Amrfinder is a popular ASM detect tool in which a statistical model is implemented to detect ASM [21]. However, the model applies only to the simple case of monoclonal cells with equal allele frequencies, which is not suitable for more complex cancer cases. In SMAP, heterozygous SNPs are used to determine alleles in two strands. To clarify this concept, an example is shown in Fig. 3. We assume there are no SNPs in normal cells (Fig. 3a). In the second situation, the monoclonal tumor (Fig. 3b), one T → G somatic SNP is present in allele I. In the third situation, the first type of polyclonal tumor (Fig. 3c), not only the T → G SNP (subclone 1) but also the original reference allele (subclone 2) is present. This SNP is the marker used to define the allele in the second and third cases.
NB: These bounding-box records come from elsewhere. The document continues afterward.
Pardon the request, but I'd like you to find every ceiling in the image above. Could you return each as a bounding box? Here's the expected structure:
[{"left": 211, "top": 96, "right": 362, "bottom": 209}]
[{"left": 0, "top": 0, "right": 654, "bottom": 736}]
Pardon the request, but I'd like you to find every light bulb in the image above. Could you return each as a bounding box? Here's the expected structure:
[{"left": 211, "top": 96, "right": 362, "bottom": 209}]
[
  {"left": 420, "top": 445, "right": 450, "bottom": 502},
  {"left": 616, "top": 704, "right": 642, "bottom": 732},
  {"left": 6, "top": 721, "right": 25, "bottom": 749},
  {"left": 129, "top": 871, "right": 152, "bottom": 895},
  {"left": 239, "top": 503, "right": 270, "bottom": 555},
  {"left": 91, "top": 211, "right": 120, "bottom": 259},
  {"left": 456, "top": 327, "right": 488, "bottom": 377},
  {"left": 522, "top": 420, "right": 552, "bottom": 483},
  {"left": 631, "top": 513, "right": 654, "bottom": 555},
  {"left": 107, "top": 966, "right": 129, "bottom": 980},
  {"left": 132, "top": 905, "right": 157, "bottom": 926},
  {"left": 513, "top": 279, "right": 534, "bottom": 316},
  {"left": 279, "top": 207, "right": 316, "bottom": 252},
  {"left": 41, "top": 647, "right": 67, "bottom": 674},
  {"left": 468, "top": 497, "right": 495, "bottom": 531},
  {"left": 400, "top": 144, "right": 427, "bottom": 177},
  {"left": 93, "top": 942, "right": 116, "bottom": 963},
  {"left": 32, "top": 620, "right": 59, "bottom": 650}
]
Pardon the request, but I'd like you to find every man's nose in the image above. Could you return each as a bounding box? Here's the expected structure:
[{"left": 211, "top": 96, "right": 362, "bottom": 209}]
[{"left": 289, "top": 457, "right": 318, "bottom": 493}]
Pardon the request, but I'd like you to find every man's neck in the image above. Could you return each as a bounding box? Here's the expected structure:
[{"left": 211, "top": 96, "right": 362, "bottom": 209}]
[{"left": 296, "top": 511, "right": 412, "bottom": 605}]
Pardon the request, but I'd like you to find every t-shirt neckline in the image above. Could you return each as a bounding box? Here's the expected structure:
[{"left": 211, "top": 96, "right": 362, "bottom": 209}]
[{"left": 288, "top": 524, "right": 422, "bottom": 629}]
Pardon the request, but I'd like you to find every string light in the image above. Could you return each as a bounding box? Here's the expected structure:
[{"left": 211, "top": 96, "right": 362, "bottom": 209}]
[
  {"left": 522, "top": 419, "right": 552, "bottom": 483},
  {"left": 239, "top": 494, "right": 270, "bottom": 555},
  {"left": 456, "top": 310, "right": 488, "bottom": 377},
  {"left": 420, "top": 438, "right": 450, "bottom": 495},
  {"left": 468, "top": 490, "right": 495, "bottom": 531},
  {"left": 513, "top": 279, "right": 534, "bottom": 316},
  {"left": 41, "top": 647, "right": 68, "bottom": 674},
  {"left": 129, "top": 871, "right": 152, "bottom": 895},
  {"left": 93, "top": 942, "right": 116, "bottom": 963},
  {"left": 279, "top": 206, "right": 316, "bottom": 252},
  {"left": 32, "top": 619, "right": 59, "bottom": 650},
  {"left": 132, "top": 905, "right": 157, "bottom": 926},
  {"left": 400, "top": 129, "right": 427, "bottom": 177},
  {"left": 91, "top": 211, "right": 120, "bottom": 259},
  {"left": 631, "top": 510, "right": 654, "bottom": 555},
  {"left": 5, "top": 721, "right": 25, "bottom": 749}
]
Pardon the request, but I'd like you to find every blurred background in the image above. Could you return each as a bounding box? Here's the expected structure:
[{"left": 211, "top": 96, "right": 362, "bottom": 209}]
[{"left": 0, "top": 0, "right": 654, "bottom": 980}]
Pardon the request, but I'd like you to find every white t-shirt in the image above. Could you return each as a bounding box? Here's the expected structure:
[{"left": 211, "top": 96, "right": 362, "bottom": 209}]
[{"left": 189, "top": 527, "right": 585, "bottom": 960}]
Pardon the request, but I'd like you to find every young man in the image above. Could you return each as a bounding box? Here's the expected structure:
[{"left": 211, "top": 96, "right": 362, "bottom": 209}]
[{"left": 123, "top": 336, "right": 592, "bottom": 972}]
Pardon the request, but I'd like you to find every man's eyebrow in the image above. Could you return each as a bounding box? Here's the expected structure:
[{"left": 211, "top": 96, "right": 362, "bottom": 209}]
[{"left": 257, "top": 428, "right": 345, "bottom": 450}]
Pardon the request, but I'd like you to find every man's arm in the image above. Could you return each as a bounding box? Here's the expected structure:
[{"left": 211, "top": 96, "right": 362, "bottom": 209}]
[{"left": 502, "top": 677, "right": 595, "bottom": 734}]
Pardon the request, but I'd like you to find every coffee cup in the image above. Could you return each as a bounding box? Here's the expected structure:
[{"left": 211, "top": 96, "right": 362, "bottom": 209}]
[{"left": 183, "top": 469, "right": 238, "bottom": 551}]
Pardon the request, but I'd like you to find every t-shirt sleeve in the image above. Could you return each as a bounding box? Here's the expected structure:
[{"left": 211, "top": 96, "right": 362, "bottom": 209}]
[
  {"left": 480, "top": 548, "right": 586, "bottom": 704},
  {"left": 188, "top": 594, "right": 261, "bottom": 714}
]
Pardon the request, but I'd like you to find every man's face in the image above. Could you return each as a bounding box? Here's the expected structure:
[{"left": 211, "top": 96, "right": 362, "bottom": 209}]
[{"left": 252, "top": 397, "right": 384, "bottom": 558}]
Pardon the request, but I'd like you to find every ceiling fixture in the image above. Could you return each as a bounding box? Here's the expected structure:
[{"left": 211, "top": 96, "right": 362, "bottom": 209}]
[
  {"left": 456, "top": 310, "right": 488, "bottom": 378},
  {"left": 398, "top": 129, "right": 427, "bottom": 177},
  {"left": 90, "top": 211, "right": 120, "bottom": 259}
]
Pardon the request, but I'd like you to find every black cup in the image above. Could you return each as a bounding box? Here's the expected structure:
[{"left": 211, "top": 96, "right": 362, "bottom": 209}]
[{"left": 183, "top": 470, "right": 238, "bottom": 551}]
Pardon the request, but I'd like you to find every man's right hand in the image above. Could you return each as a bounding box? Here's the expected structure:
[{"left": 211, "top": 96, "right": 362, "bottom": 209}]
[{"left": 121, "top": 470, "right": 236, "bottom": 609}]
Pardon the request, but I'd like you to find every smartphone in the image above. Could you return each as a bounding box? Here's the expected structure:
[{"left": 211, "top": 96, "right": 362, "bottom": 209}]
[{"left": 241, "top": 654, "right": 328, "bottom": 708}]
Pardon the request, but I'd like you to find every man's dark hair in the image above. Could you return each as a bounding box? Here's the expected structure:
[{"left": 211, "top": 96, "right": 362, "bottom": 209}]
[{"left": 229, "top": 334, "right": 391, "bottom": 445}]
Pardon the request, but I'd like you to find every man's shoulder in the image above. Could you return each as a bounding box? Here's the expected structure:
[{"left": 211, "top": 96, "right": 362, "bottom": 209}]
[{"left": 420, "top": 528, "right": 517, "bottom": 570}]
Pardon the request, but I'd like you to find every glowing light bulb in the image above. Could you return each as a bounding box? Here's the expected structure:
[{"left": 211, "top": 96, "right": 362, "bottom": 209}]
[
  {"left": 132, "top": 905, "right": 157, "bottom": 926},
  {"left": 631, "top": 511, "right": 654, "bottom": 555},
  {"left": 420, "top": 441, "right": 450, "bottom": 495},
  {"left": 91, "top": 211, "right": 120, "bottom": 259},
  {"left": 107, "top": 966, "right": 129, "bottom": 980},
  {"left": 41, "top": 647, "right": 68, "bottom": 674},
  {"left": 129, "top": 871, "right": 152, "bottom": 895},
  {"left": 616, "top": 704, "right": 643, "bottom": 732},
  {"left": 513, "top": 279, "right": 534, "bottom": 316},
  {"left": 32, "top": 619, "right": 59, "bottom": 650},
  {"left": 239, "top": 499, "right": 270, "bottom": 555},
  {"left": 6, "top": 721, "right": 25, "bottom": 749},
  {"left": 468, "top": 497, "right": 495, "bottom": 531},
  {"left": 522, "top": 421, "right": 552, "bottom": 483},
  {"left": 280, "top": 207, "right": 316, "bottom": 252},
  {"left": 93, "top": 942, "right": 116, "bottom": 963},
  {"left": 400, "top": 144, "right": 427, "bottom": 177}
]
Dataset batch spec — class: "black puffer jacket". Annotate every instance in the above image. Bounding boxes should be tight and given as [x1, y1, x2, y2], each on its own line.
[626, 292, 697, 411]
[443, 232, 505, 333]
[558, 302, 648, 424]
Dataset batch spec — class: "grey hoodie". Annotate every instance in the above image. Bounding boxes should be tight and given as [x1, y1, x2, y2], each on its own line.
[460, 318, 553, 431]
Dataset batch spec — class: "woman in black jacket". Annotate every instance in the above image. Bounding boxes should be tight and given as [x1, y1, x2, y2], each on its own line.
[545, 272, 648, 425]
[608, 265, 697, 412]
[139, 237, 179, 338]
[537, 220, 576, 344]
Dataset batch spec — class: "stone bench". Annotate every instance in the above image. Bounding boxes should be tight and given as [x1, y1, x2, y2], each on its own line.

In the fourth situation, the second type of polyclonal tumor (Fig. 3d), the T/G heterozygous SNP in subclone 1 is changed to the homozygous G allele, whereas the reference allele T in subclone 2 is still present. The change is the result of loss of heterozygosity. The SNP G/T is also the marker of the allele. Once the allele is defined, the chi-square test is used to examine the significance of the difference of methylation rates in the two alleles. An ASM event is defined if (i) a heterozygous SNP locates on the same read as the relevant CpG (linked SNP-CpG pair), (2) p < 0.05 (chi-square test) in the read, and (iii) difference in methylation rates is >0.1.

Fig. 3.

Fig. 3

ASM detection. Purple Cs are methylated, whereas red Ts are not methylated. Me: Methylated site. a Basic case in which two C bases are methylated. b An example of an ASM region in a monoclonal tumor marked by a heterozygous G/T SNP. c An example of a polyclonal tumor in which the heterozygous SNP and reference allele are present. d An example of another type of polyclonal tumor in which the heterozygous SNP was changed to a homozygous G allele due to loss of heterozygosity

Performance of ASM detection was assessed by simulated data. Ten segments were selected on chr18. Methylation rates of 0 to 1 were assigned to segments. Three segments were assigned a methylation rate of 0.5. All heterozygous SNPs with CpGs on same reads (with length of 50 bp or 90 bp) in these three segments were linked at least one ASM event. SMAP then estimated ASM events using Bowtie2, BSMAP and Bismark pipelines from simulated data. For 50 bp read PE data, BSMAP and Bismark pipelines performed similarly, whereas the Bowtie2 pipeline showed a high false-negative rate due to its disadvantage of calling heterozygous SNPs. For 90 bp read PE data, Bismark and Bowtie2 pipelines showed higher accuracy whereas BSMAP pipelines illustrated better sensitivity (Table 1). Interestingly, all SNPs not validated for ASM events were real SNPs but located in the seven segments without simulation of ASM events.

Table 1.

Assessment of the performance of ASM

PE90 PE50
BSMAP Bismark Bowtie2 BSMAP Bismark Bowtie2
Number of simulated ASM SNPs 158 108
Number of simulated ASM events 1022 473
Number of estimated ASM SNPs 136 93 55 72 79 30
Number of estimated ASM events 995 726 254 355 386 74
Number of validated estimated ASM SNPs 125 89 51 64 72 29
Number of validated estimated ASM events 843 719 239 338 372 73
FPR (ASM events) 0.15 0.01 0.06 0.05 0.04 0.01
FNR (ASM events) 0.18 0.3 0.77 0.29 0.21 0.85

Abbreviations: ASM allele-specific, DNA methylation, FNR false negative rate, FPR false positive rate, PE50 50 bp read PE data, PE90 90 bp read PE data, SNP single nucleotide polymorphism

Discussion

Methylation studies have entered the era of single-base resolution since the advent of Bis-seq. RRBS technology allows targeting of CpG-rich regions and greatly reduces the cost of sequencing. It also promotes the creation and improvement of related bioinformatic analyses. Computational identification of DMRs, SNPs and ASM from RRBS data is a rapidly developing field, as illustrated by two DMR analytical applications published this year [14, 15]. At present, Bis-SNP [12] is the first and most widely used SNP-identification algorithm for RRBS data. None of the currently available methylation-analysis tools correct for PE overlap bias, and no suitable ASM pipeline is available for complex cancer data. Furthermore, some of the methylation tools are not convenient to use. To address these problems, we developed SMAP, which is designed to be an easy-to-use, one-stop and sophisticated package for methylation analyses. Some features of SMAP and comparisons with other types of software are shown in Additional file 1: Table S1. SMAP showed good performance in most cases.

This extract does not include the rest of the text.